Oleh: Joyo Juwoto
Dalam khazanah sejarah perjalanan agama Islam, kita mengenal istilah fatratul wahyi, yaitu masa jeda di mana wahyu tidak turun kepada Nabi Muhammad SAW. Masa fatratul wahyi ini, tentu sangat menggelisahkan hati Nabi Muhammad yang baru menerima wahyu pertama, dan entah mengapa tidak diikuti oleh wahyu kedua dan selanjutnya.
Masa jeda memang membingungkan dan menggelisahkan hati. Masa jeda yang tidak menentu, gelap, dan tidak ada kepastian. Dalam bahasa jomlo mungkin bisa disetarakan dengan masa menggantung, masa yang tidak jelas sama sekali.
Tidak bermaksud menyamakan, ternyata dalam dunia menulis ternyata juga sama. Ada masa jeda di mana seorang penulis merasa kesulitan untuk menuangkan idenya menjadi sebuah tulisan. Setidaknya ini yang saya alami dan saya rasakan. Saya tidak tahu dengan penulis-penulis profesional, apakah ada juga masa jeda, masa fatratul kitabah.
Sebagai penulis amatiran kayak saya ini, kadang harus menunggu mood untuk bisa menulis. Parahnya setelah menunggu berbulan-bulan ternyata mood itu tidak datang-datang. Benar jika ada yang mengatakan bahwa aktivitas menunggu itu membosankan dan menggelisahkan.
Saya sebenarnya juga tidak tahu dan belum mengenali betul apa itu mood. Ia datang sendiri tanpa diundang, Dan serta merta kabur tanpa diantar seperti jailangkung, ataukah perlu sesajen khusus untuk menghadirkannya. Yang pasti ketika saya hanya berdiam diri menunggu datangnya mood, justru saya semakin kesulitan untuk mendekatinya.
Mood tak pernah mau datang ketika kita menunggunya dengan pasif. Itu yang saya rasakan, yang saya alami. Tak terasa menunggu mood justru merusak dan menghalangi kedatangannya. Akhirnya di tengah kegelisahan menunggu, saya memaksa diri untuk menulis. Hasilnya ternyata juga juga susah untuk menghasilkan tulisan yang selesai, apalagi bagus.
Baru beberapa paragraf, bahkan kadang baru beberapa kata, saya tidak bisa melanjutkan menulis. Mentok. Ah, kadang memang hati ini berkata, betapa susahnya menulis, saya kebingungan sendiri.
Sebagai penulis asal-asalan, masa fatroh menulis ini sering saya alami, cuma kadarnya berbeda-beda.

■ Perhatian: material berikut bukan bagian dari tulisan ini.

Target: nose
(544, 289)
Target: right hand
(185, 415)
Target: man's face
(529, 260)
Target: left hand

Kadang selang beberapa hari sudah teratasi, tapi kali ini beda, saya merasakan berbulan-bulan lamanya kesulitan menuangkan ide menjadi sebuah tulisan. Buntu.
Ya wis mau bagaimana lagi, menulis hal sederhana saja malas, dan butuh menunggu mood segala. Hal yang sedemikian tentu susah menjadi penulis professional yang harus menyertakan banyak sumber dan referensi. Salah satu kunci menjadi penulis yang baik tentu harus berdisiplin dalam menulis, dan bisa menghadirkan mood, memperbarui mood, dan bukan sekedar menunggunya saja.
Lalu adakah tips-tips untuk menjaga dan menghadirkan mood? Saya rasa kuncinya adalah pada diri pribadi si penulis itu sendiri.
Kalau saya pribadi jika mood tiba-tiba ngedrop biasanya yang saya lakukan adalah melihat cover-cover buku di perpustakaan atau di toko buku, membaca buku, jalan-jalan, dan bisa juga melakukan hal menarik dan menggemberikan diri sendiri, walau kadang semua itu tidak ada gunanya juga.